A Influência da Amoc
No entanto, uma nova pesquisa publicada na Geophysical Research Letters aponta para a Circulação Meridional do Atlântico (Amoc) como um fator-chave. Essa grande corrente oceânica transporta água quente ao norte, que ao esfriar, afunda e retorna ao sul, influenciando significativamente o clima global e aquecendo a Europa Ocidental.
Impactos do Derretimento da Groenlândia
O derretimento da Groenlândia tem contribuído com grandes volumes de água doce no Atlântico Norte, reduzindo a densidade da água superficial e comprometendo a dinâmica da Amoc.
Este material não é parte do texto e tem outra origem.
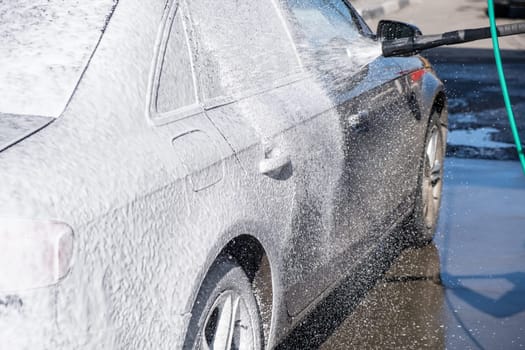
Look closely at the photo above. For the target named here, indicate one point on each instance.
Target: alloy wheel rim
(228, 324)
(433, 174)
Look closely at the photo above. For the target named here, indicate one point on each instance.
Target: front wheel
(423, 222)
(225, 315)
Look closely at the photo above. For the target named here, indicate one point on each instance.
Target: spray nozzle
(401, 39)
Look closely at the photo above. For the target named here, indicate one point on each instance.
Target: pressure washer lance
(413, 45)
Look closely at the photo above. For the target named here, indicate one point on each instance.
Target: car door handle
(274, 164)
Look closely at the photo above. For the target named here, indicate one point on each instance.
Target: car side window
(240, 46)
(324, 21)
(176, 88)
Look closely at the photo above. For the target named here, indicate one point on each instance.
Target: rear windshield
(45, 46)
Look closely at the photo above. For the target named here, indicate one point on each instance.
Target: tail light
(33, 254)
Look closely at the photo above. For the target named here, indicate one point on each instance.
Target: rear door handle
(274, 164)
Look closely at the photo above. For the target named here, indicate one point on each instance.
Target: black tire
(422, 224)
(225, 288)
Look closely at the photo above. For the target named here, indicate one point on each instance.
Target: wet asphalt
(466, 290)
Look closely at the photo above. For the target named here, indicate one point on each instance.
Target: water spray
(408, 40)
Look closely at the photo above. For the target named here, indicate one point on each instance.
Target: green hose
(503, 82)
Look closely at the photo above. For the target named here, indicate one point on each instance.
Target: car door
(272, 114)
(367, 92)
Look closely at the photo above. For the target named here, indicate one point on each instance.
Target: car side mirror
(391, 30)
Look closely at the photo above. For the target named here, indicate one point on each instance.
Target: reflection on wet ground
(466, 290)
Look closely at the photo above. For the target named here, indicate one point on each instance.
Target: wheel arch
(250, 246)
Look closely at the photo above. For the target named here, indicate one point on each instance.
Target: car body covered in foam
(181, 131)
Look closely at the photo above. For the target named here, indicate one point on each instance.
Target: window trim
(161, 43)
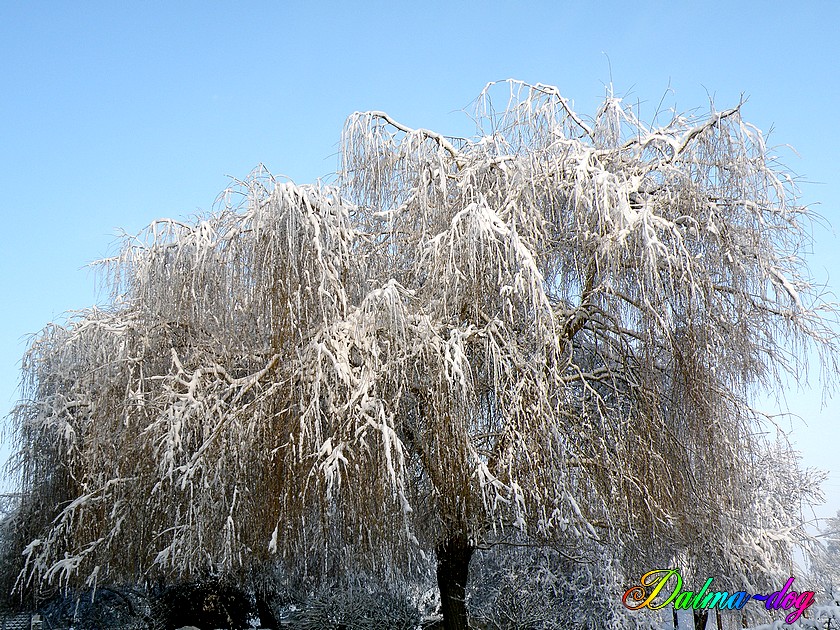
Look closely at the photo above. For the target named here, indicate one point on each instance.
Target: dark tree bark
(453, 565)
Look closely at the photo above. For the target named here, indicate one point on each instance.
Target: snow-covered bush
(550, 330)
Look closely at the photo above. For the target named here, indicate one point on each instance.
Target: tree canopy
(548, 332)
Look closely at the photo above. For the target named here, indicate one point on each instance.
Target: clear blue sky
(113, 114)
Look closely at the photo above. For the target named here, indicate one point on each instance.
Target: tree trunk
(453, 560)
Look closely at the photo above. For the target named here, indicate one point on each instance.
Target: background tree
(548, 332)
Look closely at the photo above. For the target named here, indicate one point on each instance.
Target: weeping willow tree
(547, 333)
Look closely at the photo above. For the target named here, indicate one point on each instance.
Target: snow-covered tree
(548, 331)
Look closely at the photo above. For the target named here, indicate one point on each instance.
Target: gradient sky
(114, 114)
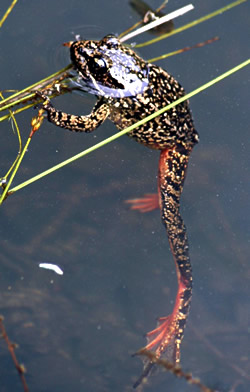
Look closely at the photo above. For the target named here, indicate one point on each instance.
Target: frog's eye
(96, 64)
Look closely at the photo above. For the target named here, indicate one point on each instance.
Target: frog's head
(108, 68)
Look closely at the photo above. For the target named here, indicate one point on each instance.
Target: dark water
(77, 332)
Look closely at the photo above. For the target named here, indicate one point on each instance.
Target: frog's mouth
(120, 90)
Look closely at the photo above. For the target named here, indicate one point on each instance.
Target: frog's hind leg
(167, 336)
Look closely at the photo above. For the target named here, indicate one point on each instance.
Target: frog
(128, 89)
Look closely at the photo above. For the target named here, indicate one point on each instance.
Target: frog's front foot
(46, 104)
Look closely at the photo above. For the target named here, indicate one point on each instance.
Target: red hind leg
(147, 203)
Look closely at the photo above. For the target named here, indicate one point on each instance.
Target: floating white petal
(52, 267)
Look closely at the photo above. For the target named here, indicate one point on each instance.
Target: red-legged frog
(129, 89)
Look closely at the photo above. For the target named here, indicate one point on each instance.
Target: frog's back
(164, 131)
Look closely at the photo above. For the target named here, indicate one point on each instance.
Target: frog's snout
(68, 43)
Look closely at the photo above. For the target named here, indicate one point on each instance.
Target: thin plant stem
(7, 12)
(130, 128)
(192, 24)
(11, 347)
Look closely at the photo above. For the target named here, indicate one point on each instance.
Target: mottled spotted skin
(129, 89)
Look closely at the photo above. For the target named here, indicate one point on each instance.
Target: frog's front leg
(168, 334)
(76, 123)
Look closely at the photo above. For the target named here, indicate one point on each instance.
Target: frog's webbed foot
(161, 340)
(148, 202)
Isso levanta preocupações sobre a possibilidade de a 'correia transportadora' do oceano estar perdendo força, com cientistas alertando para um potencial ponto de não retorno.
Resultados da Pesquisa
A equipe liderada por Stefan Rahmstorf utilizou dados de satélites e boias para analisar a mancha fria, concluindo que o resfriamento se estende a profundidades de até mil metros. Segundo Rahmstorf, a evidência sugere que o oceano, e não apenas fatores atmosféricos, é responsável pelo fenômeno.
Possíveis Consequências e Críticas
Se a Amoc colapsar, as consequências podem ser drásticas, afetando não apenas a Europa, mas também a América do Norte, com mudanças no clima e aumento das inundações costeiras. Contudo, especialistas como David Thornalley e Neil Fraser alertam que mais dados são necessários para confirmar essas teorias, e outras explicações ainda devem ser consideradas.